The market's broader gauges are also advancing with the Standard & Poor's rising for five weeks in a row, and the Nasdaq composite claiming three consecutive winning weeks.
But because the stock market tends to look forward rather than revel in the past, analysts warn that it might suffer setbacks in the coming weeks, as companies issue their third-quarter earnings warnings, another series of economic reports is released and the nation marks the anniversary of the terror attacks.
Many analysts believe the market hit a low in a grueling 11-week sell-off that ended three weeks ago.

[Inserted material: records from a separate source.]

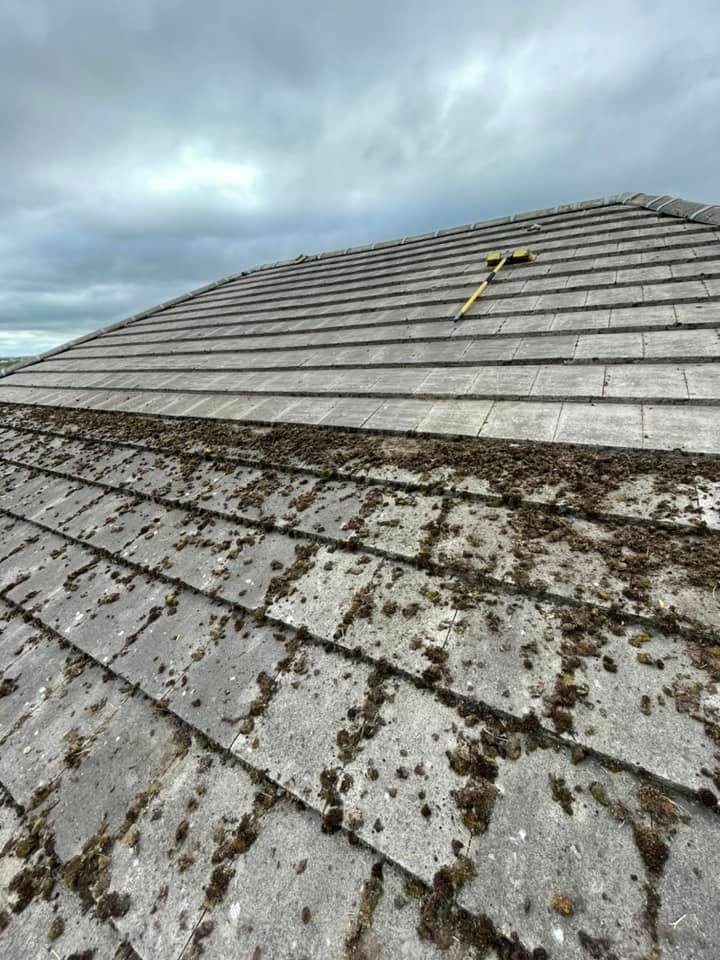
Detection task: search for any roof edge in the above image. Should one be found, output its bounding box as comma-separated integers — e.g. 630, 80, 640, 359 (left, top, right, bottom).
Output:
7, 192, 720, 380
0, 193, 636, 380
620, 193, 720, 227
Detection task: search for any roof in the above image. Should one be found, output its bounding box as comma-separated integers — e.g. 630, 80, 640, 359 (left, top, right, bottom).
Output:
2, 194, 720, 453
0, 191, 720, 960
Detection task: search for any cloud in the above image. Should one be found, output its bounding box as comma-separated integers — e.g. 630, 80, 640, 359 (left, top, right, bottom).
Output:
0, 0, 720, 354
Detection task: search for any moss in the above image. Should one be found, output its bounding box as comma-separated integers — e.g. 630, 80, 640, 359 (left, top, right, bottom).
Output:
552, 893, 575, 917
95, 890, 130, 920
345, 863, 384, 960
447, 737, 498, 781
0, 677, 18, 697
450, 780, 497, 834
548, 773, 574, 816
48, 914, 65, 940
634, 824, 670, 877
588, 780, 610, 807
638, 783, 678, 828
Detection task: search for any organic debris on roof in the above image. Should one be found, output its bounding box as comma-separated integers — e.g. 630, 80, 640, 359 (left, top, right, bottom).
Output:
0, 197, 720, 960
0, 195, 720, 453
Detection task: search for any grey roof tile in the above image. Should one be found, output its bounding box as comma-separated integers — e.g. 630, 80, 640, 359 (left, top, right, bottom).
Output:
0, 195, 720, 960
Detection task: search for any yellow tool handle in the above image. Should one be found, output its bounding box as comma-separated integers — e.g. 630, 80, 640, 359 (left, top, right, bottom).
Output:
453, 257, 507, 323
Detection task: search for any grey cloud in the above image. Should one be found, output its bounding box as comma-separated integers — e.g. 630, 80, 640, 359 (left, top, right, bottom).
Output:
0, 0, 720, 354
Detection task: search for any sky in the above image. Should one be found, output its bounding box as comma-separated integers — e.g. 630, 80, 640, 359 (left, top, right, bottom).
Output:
0, 0, 720, 356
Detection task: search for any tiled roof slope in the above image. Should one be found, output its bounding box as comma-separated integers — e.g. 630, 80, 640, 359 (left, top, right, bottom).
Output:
0, 404, 720, 960
0, 194, 720, 453
0, 191, 720, 960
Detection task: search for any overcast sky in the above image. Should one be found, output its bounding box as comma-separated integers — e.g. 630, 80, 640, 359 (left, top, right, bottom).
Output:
0, 0, 720, 356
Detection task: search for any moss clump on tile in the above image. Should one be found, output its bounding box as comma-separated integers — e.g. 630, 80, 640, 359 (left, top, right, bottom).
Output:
451, 780, 497, 835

The Dow has regained 1,170 points since its July 23 low of 7,702.34. On Thursday, the blue chips also made their first close above 9,000 for the first time since July 9, although they fell back on Friday.
This past week also marked the first time in nine months that the major indexes all had three consecutive weekly gains. The last time that happened was the three-week period ending Nov. 23.

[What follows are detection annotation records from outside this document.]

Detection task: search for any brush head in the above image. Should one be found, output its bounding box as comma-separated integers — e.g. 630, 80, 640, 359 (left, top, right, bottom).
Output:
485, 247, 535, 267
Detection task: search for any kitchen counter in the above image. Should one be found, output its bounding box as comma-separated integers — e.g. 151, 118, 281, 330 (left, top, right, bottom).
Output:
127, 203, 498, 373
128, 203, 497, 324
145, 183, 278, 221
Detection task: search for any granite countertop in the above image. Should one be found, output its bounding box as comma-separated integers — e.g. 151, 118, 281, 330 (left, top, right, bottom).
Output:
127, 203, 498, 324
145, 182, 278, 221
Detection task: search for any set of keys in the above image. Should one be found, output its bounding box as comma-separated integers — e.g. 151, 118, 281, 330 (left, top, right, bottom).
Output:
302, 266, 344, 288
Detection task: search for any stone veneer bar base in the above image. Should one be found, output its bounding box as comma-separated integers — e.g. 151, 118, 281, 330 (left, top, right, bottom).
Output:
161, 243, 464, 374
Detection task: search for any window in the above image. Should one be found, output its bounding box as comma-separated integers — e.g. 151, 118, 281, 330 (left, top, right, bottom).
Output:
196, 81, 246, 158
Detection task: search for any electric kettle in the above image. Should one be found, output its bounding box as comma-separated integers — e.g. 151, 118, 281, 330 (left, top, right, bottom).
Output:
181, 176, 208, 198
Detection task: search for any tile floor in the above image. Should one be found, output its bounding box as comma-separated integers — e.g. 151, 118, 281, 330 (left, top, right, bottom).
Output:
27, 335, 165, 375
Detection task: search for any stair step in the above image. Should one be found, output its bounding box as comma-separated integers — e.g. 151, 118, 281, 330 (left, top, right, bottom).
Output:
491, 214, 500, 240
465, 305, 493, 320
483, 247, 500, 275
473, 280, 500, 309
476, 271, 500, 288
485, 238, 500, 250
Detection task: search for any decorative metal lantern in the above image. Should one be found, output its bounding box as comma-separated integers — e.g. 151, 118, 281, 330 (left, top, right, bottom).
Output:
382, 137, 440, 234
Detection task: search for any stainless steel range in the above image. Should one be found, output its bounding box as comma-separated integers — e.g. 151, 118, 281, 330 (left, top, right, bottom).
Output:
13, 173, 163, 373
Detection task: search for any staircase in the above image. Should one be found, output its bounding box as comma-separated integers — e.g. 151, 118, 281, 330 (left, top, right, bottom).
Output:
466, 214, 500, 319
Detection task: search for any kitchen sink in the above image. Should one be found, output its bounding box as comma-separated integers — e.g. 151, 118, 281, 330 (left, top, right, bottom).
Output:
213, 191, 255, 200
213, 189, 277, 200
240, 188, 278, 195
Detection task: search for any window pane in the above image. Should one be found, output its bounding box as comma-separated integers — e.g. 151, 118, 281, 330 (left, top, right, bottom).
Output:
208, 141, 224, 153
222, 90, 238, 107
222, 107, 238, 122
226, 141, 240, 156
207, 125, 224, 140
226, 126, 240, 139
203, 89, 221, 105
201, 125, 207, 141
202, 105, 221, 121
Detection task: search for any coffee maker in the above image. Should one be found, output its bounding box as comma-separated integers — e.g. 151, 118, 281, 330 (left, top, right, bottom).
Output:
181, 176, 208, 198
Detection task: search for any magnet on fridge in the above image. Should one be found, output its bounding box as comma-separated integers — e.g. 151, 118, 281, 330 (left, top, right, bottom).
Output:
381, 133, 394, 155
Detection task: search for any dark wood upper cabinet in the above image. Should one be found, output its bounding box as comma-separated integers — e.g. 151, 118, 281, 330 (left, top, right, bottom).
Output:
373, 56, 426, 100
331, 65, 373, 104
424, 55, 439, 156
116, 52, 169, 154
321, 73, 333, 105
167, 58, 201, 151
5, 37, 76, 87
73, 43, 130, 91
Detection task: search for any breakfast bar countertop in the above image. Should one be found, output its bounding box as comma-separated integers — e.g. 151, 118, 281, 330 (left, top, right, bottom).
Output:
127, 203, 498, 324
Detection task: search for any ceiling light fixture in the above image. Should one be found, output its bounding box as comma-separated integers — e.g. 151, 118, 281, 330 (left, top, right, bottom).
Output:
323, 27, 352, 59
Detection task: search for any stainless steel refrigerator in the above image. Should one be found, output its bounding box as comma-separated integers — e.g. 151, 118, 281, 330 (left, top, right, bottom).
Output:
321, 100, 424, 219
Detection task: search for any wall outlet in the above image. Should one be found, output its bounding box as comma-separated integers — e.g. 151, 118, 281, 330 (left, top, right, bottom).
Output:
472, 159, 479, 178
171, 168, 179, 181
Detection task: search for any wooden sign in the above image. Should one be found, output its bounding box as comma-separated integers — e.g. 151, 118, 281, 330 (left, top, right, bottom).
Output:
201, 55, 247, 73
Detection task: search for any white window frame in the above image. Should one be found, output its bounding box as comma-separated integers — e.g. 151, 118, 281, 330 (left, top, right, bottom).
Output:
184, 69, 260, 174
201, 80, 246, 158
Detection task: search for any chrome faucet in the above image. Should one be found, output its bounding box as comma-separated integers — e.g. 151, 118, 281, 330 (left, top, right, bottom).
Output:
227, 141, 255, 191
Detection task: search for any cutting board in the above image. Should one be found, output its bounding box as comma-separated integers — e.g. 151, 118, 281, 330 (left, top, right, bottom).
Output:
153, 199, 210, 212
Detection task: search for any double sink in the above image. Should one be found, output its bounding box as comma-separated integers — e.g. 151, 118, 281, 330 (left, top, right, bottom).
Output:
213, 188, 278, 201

"I think the capitulation stage is behind us," said Kevin Caron, market strategist at Ryan, Beck & Co.
But market observers are wary of getting too excited too soon, acknowledging that September is likely to be trying for Wall Street.
Many in the investment community are uncertain how investors will handle the one-year anniversary of the attacks, but they do expect the economy to weigh on the market.
"What we're going to have to look for now are signs of improvements" as economic reports are released during the course of the month, Caron said.
Companies' third-quarter profit forecasts - whether they are good, bad or as expected - will also play a role in how stocks fare.
Analysts say the market's next big test will come the first week in September when the Institute for Supply Management reports on manufacturing activity in August and the Labor Department reports on employment for August.
Thinking longer-term, however, some observers caution against reading too much into the market's recent strides. And, no matter if the economic news turns positive, the fact is that no one is ready to declare the bear market over yet.
"This rally looks like, acts like and feels like every big bear market rally that has happened in the past," said Gary Kaltbaum, market technician for Investors' Edge Partners in Orlando. "They make you feel better. They suck you in and then bury you a few months later."